В купе было темно, на фоне окна он увидел дорожную сумку, открыл её и вынул пакет. Элеонора приподнялась.

– Что случилось?

Голос Элеоноры показался Сорокину резким, это его неприятно взволновало, но он подумал, что ведь она же ещё ничего не знает. Он присел, нащупал её ладони и стал шептать:

– Ничего, милая, ничего, ты отдыхай, я скоро…

Чемодан с багажной полки поддался, он поставил его на пол, открыл и схватил рамку с фотографией, подхватил со стола пакет с письмами, сказал: «Извини, дорогая!» – и вышел.


Офицеры сидели в тех же позах. Сорокин боком сел на своё место и положил перед ближним к нему Порфирием Никаноровичем фотографический снимок.

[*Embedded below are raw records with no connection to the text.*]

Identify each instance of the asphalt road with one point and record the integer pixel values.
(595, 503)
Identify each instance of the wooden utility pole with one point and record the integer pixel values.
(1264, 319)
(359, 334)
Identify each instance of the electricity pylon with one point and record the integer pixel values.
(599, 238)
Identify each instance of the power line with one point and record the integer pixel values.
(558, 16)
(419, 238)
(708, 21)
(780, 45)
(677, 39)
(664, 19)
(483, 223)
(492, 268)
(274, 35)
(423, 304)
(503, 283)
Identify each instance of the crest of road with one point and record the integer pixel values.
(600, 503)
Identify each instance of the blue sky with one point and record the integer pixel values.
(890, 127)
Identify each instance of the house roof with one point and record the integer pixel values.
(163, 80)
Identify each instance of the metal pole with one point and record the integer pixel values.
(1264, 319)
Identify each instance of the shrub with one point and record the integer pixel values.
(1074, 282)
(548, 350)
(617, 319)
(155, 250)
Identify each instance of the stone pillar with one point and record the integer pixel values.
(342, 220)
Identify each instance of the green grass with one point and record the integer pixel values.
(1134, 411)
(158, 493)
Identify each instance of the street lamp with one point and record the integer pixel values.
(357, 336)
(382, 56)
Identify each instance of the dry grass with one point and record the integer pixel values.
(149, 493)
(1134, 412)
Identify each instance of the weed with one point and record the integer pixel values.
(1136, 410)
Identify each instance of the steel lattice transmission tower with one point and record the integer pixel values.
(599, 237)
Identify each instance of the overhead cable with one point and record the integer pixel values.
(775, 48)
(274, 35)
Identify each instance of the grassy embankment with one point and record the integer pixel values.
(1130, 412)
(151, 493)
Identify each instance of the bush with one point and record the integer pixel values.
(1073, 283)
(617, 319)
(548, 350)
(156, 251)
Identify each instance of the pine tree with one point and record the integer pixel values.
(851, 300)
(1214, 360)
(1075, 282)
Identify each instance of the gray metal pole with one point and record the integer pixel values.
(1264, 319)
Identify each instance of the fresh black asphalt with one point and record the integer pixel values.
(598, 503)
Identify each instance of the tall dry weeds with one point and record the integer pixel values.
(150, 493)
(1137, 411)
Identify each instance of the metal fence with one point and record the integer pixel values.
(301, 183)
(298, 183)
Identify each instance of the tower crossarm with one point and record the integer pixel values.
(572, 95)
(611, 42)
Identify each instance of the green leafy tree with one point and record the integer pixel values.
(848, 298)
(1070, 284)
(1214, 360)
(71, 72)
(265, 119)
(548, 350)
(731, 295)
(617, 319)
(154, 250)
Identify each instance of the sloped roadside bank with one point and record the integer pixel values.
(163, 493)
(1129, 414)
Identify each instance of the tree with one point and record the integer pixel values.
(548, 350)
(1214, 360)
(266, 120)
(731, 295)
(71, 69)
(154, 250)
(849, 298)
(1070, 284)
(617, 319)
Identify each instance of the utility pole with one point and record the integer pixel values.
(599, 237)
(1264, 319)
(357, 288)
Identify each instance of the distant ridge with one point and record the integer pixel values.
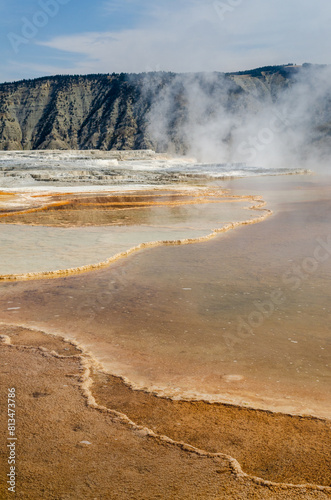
(111, 111)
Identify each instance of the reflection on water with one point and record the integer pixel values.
(29, 248)
(187, 320)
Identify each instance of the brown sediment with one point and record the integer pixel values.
(50, 373)
(48, 212)
(258, 206)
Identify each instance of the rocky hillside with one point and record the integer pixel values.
(118, 112)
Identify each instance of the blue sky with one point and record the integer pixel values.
(46, 37)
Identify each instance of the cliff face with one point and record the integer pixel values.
(116, 111)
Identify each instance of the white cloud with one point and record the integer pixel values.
(190, 36)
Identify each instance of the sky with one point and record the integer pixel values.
(48, 37)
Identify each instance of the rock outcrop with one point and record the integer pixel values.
(112, 112)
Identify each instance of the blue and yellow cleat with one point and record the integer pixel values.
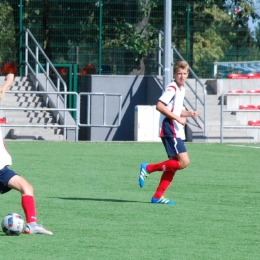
(162, 200)
(143, 174)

– Вот! – Он показал пальцем на Штина. – Это – Штин!

Порфирий Никанорович медленно поднёс снимок к глазам.

– Господа, здесь мало света… я без очков…

Его сосед, другой майор, взял снимок, посмотрел и вернул Сорокину.

– Сожалею, господин поручик, однако, если я вас правильно понял, ваш друг, командир роты юнкеров майор Штин погиб! Глубокоуважаемый Порфирий Никанорович – прав!

Подполковник стал подниматься.

– Господа! Нам пора! Завтра надо быть в форме, поэтому надо бы выспаться хорошенько! Любезный! Подайте счёт!

Счёт у официанта уже был готов, и он положил его на стол, полковник, подполковник, майор, которого звали Порфирием Никаноровичем, и другой поднялись и, теснясь, стали выходить из-за стола.

Дальше Сорокин их не видел. Он выпил полный фужер водки и уставился на фотографию: «Как погиб? Этого не может быть!»


Когда Сорокин неожиданно во второй раз вошёл в купе, Элеонора перепугалась. Она видела, как он что-то ищет в дорожной сумке, что-то оттуда достаёт, потом из чемодана, и даже забыл его поднять на полку… Она понимала, что что-то произошло, но что? И вдруг она встрепенулась: «Боже! Там же письма Сэма, вместе с копиями Штина… в пакете! – И она похолодела – Как он посмел?..»

Она села и потянула к себе сумку. Поезд приближался к какой-то станции, стали мелькать фонари, освещая купе, но свет ей был уже не нужен, она не нашла в сумке пакета с копиями писем Штина и письмами Сэма.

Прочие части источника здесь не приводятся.